The Knee, ISSN: 0968-0160, Vol: 27, Issue: 6, Page: 1907-1913
Is postoperative flexion angle genuinely better in unicompartmental knee arthroplasty than in total knee arthroplasty? A comparison between the knees in the same patientsHiranaka, Takafumi; Tanaka, Toshikazu; Fujishiro, Takaaki; Anjiki, Kensuke; Nagata, Naosuke; Kitazawa, Daiya; Kotoura, Ken; Okamoto, Koji; Thar, Chan
The aim of this retrospective study was to clarify if unicompartmental knee arthroplasty (UKA) can acquire a greater postoperative flexion angle than total knee arthroplasty (TKA) in the same individuals after adjusting for the preoperative flexion angle and if the preoperative flexion angle correlates with the change in flexion postoperatively.
Thirty-five patients between 2011 and 2017 who had undergone simultaneous TKA on one knee and UKA on the other knee were included in the study. Range of motion was measured preoperatively and at one year after the surgery. The relationship between the pre- and postoperative flexion angles was evaluated.

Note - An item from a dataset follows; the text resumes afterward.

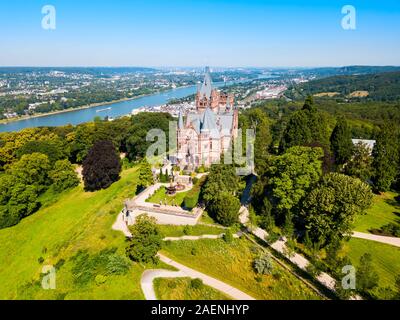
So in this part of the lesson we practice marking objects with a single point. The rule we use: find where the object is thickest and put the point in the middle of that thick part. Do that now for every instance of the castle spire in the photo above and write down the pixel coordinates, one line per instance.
(180, 120)
(206, 88)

UKA can acquire approximately 10° greater flexion postoperatively when compared to TKA, even after adjustment for the preoperative flexion angle. The preoperative flexion angle is strongly and negatively correlated with the change in flexion angle in both the TKA and UKA knees. A preoperative knee with a smaller flexion angle will gain greater flexion postoperatively, whereas a preoperative knee with a greater flexion angle tends to lose flexion angle. The thresholds of gain/loss are estimated as 123° and 135° in TKA and UKA knees, respectively.
These results provide an evidence that the UKA can acquire a greater postoperative flexion angle than the TKA and valuable information for patients who demand a deep postoperative flexion angle.